NEWS12 May 2020

Comscore Q1 revenue down

Covid-19 Financials Media News North America

US – Media measurement company Comscore has reported revenue of $89.5m for the first quarter of 2020, down from $102.3m in the same period in 2019.


Revenue from the company’s ratings and planning services was $63.5m in the first three months of the year, compared to $70.6m in Q1 2019.

Comscore said the decrease was due to lower revenue from syndicated digital products and national TV. The company saw challenges in the timings of renewals and acquisition of customers, which it said was partly due to Covid-19. Additionally, it experienced a digital slowdown during March driven by the online recruiting and travel verticals.

However, Comscore said it had also seen increased success in selling pandemic-related reporting to agencies seeking insights on changing consumer behaviour.

GAAP net loss was $13.2m, down from $27.5m in the first quarter of last year.

During the quarter, Comscore partnered with LiveRamp to develop new advertising services for both companies’ client bases, launched a tool to provide local TV viewership data within 48 hours and introduced faster custom reporting for weekly digital audience insights.

Bill Livek, chief executive and executive vice-chairman, Comscore (pictured), said: "We entered the year with great momentum, initiating and renewing business partnerships across the media landscape and positioning Comscore for success in 2020 and beyond.

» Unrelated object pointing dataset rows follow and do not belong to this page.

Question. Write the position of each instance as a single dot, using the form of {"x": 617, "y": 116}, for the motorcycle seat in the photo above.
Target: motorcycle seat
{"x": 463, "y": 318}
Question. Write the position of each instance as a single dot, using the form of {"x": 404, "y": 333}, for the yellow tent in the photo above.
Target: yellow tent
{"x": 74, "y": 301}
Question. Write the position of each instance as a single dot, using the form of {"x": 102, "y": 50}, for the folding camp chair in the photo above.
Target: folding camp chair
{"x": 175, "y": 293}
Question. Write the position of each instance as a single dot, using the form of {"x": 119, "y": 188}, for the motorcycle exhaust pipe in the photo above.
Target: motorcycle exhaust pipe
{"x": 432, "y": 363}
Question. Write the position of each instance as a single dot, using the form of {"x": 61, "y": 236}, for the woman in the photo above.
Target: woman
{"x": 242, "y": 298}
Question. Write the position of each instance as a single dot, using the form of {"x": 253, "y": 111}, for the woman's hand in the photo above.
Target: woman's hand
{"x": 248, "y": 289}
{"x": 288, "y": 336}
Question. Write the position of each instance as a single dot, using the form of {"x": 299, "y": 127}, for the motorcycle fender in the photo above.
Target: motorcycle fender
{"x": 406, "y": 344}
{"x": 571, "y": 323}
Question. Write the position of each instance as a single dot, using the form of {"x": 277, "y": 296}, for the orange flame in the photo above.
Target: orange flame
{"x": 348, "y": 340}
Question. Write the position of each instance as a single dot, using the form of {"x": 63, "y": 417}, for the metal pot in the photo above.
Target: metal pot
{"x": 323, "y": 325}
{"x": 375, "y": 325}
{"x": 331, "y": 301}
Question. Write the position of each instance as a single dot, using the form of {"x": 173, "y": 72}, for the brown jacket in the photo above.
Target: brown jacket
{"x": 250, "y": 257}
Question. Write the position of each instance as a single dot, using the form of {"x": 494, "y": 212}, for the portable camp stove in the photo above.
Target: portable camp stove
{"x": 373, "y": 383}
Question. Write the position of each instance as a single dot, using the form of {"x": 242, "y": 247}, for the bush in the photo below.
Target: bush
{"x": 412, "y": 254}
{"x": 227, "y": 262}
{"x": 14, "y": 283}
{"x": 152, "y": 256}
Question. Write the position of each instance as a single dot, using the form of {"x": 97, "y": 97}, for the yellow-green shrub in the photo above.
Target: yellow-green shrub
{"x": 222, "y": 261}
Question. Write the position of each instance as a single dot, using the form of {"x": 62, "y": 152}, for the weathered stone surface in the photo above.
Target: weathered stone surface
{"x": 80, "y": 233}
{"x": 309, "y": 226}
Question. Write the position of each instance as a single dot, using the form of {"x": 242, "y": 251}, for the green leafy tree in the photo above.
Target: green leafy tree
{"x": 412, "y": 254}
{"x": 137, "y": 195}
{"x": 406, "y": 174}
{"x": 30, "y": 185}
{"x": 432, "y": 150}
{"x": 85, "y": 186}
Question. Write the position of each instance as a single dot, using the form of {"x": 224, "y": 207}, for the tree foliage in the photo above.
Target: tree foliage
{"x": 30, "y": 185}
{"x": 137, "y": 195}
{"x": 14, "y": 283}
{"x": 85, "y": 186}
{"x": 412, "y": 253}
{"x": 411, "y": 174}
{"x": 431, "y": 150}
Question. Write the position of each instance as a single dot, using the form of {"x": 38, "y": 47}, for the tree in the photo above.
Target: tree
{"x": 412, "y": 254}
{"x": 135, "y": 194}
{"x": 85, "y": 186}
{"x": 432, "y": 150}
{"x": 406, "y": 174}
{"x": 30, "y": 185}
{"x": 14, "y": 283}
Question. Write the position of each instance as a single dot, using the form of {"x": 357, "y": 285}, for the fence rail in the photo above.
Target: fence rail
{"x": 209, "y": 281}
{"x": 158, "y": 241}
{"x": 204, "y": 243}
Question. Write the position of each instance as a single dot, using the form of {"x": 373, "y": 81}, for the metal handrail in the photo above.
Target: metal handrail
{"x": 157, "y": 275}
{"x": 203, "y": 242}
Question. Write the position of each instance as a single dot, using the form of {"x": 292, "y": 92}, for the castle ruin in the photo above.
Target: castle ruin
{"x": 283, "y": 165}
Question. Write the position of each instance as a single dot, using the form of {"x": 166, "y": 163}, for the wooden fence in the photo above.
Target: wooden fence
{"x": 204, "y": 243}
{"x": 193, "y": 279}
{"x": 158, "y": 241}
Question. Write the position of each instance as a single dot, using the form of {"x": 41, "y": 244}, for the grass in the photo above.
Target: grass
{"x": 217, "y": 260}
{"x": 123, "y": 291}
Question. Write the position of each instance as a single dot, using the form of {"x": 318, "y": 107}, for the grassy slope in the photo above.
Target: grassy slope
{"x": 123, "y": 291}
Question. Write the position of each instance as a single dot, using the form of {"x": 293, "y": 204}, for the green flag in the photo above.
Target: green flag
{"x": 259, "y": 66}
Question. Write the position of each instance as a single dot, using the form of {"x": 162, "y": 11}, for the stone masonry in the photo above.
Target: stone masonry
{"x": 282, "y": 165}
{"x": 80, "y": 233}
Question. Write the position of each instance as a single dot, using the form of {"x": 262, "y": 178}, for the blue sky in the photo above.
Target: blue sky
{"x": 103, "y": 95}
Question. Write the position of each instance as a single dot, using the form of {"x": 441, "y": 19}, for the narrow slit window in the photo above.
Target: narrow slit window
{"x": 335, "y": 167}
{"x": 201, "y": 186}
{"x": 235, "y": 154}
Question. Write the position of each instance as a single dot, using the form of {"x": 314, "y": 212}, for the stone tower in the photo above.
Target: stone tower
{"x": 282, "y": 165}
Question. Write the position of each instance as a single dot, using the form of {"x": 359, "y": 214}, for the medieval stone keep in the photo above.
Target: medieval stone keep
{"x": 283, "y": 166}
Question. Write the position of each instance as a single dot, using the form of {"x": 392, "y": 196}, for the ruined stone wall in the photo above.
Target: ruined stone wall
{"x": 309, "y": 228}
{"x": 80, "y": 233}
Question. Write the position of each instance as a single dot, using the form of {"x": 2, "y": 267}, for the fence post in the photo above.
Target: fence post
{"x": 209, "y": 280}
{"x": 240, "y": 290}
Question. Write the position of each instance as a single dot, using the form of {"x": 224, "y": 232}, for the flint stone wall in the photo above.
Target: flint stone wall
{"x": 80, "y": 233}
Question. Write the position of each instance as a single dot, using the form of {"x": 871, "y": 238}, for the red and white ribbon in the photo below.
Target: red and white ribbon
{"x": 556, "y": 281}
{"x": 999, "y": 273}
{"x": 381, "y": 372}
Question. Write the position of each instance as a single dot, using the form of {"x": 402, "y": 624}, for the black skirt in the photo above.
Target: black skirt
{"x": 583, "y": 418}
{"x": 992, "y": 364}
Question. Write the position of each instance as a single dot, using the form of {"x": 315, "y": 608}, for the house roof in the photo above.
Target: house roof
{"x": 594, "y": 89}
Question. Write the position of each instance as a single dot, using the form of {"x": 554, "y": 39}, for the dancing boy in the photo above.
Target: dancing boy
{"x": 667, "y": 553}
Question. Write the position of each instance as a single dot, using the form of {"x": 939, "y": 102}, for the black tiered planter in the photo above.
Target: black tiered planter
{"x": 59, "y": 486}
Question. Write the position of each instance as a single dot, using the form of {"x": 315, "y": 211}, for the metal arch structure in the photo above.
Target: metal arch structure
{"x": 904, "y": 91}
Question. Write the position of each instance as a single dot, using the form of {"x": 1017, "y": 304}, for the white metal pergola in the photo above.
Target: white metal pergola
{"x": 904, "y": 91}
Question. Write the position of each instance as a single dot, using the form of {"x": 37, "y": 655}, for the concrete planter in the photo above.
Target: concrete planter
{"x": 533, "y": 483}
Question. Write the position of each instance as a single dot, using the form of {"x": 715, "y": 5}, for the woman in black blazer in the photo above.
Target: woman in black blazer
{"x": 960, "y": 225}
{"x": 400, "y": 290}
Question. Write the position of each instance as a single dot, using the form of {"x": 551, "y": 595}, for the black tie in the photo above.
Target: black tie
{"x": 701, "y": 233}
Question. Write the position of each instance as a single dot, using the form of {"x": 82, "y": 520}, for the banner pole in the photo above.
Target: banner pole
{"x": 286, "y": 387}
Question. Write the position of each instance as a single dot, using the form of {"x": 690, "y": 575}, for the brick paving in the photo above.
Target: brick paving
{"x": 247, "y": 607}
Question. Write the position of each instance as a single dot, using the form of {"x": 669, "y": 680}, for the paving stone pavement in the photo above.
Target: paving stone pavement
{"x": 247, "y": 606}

While revenue was lower than anticipated, partly due to effects from the pandemic in the final weeks of the quarter, our first quarter results reflect progress in product development and operational improvements. We launched new products and continued to effectively manage expenses, driving strong adjusted EBITDA growth.

"While the economic climate has drastically changed in the past few months, we remain confident in our long-term opportunities and strategy."

The company has taken short-term cost-saving measures to improve cash flow, including temporary salary reductions and furloughing some staff.